Finished unit (part from viv glass and decor):









Nothing in any of it but at least now I am fully ready for when I do decide what I want. the heat mats are in place and it is running on a habistat twin thermostat unit.

Any suggestions or feedback welcome and appreciated


----------



## markandwend (Jan 28, 2007)

well dne, looks good. 
cheers,
mark.


----------



## Triangulum (Apr 30, 2006)

Looks like your hoping for GTP's?


----------



## XD2 (Aug 11, 2007)

Green Tree Python'?

beautiful snakes


----------



## Pincers n Paws (Aug 22, 2007)

That looks very impressive mate, well done. Also big wraps for the g/f too, its great when the other half gets involved. My ex hated reptiles so did jack all to help!
Would you consider yourself good at diy? Only asking as im tempted to try building for myself, but would be terrified of messing up and wasting money! I do have some pdf files giving step by step instructions on how to build vivs, multi's, singles etc, just not the skill to do so!


----------



## fastbaz (Aug 12, 2007)

they look really smart you have done a good job ....:smile:


----------



## charlie (May 19, 2007)

Pincers n Paws said:


> That looks very impressive mate, well done. Also big wraps for the g/f too, its great when the other half gets involved. My ex hated reptiles so did jack all to help!
> Would you consider yourself good at diy? Only asking as im tempted to try building for myself, but would be terrified of messing up and wasting money! I do have some pdf files giving step by step instructions on how to build vivs, multi's, singles etc, just not the skill to do so!
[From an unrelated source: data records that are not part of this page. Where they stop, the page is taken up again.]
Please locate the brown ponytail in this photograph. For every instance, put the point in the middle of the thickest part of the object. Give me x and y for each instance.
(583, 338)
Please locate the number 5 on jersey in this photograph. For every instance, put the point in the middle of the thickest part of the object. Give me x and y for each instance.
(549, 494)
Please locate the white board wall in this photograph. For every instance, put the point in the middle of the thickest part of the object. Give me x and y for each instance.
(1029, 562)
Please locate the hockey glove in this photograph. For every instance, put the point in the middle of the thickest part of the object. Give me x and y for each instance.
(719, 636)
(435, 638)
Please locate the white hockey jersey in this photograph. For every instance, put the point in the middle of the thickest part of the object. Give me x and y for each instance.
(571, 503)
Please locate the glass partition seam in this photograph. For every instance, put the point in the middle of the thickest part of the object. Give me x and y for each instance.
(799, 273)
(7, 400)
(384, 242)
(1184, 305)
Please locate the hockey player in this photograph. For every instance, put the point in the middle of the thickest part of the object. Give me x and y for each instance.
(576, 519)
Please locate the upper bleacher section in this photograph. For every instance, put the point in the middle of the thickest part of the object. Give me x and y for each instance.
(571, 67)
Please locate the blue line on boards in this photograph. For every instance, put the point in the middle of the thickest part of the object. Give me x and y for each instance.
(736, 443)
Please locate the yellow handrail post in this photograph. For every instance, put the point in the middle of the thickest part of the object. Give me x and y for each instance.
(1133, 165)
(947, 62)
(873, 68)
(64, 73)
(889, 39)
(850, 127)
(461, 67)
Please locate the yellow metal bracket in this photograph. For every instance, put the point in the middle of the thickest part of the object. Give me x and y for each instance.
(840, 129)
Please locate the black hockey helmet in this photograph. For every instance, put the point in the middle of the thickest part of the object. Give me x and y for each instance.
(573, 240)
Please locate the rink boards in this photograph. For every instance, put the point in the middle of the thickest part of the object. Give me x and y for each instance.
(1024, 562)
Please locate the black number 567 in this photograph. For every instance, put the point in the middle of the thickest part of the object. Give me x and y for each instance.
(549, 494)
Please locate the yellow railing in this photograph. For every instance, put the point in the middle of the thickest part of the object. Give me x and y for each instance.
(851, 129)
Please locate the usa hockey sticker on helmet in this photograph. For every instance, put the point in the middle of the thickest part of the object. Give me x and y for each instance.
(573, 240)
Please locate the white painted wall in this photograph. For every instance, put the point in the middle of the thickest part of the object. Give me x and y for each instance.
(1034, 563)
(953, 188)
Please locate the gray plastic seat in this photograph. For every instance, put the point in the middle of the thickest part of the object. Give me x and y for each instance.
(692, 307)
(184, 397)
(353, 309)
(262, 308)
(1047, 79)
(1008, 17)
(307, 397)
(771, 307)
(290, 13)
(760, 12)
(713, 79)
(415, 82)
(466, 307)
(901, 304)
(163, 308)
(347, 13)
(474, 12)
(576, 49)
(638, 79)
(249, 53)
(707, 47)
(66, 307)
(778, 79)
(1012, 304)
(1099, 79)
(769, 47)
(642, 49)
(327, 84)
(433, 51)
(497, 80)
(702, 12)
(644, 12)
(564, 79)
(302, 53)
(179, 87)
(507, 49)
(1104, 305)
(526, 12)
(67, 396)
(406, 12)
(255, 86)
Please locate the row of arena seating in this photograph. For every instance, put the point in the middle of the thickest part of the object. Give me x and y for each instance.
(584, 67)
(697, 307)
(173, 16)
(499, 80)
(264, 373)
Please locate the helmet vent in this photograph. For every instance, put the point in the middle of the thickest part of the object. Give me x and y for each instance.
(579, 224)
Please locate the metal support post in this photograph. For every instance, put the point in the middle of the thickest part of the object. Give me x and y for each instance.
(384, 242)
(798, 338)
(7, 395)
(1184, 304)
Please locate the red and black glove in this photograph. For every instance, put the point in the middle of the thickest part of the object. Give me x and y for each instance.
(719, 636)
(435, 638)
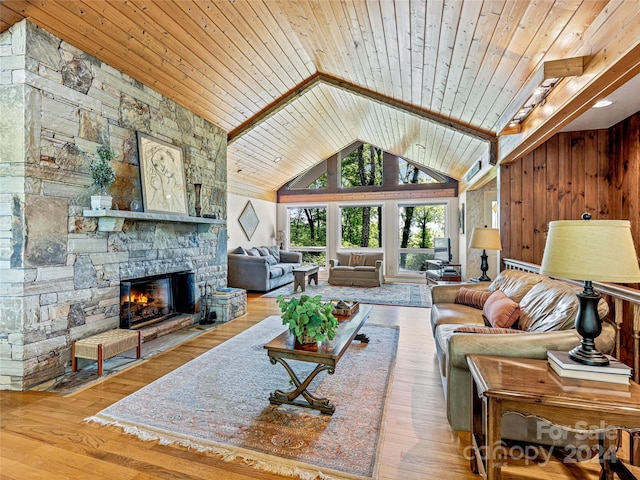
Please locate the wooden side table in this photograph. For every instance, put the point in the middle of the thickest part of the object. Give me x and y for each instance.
(530, 388)
(301, 273)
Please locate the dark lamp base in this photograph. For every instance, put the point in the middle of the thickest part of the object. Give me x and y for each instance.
(585, 357)
(589, 326)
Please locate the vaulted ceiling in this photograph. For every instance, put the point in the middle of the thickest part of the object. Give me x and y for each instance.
(301, 79)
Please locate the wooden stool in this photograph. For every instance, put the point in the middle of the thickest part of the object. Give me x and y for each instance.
(105, 345)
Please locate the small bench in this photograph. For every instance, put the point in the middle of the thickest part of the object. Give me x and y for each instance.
(105, 345)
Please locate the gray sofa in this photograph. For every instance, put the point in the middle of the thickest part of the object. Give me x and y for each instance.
(365, 271)
(261, 269)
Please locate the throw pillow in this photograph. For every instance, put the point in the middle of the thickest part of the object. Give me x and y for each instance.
(357, 259)
(483, 329)
(270, 259)
(472, 298)
(500, 310)
(275, 251)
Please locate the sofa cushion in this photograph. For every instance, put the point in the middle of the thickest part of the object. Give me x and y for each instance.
(515, 284)
(286, 267)
(364, 268)
(270, 259)
(500, 310)
(275, 272)
(275, 251)
(472, 298)
(454, 313)
(357, 259)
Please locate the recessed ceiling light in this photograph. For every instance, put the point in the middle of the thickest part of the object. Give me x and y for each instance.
(602, 103)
If you just take your time and measure 2 or 3 times before cutting anything yoiu should be fine.. Essentially you are only making a box, and as long as you screw everything together and glue the joints everything will be ok..


----------



## XD2 (Aug 11, 2007)

Thanks for all the kind comments, for me and my GF.

Pincers n Paws: I am a web designer and hate getting my hands dirty this is prob the first thing I have ever tried to build with the exception of ikea flat packs , if I can do it, anyone can. I would be interested in seeing them PDF's if you can distribute them. If not, no problem.


----------



## buzzsparker (Jan 13, 2015)

Does anyone know if it's better to use MDF or real wood (i.e. oak). Just trying to figure this out for my new BCI (due to come home in September).


----------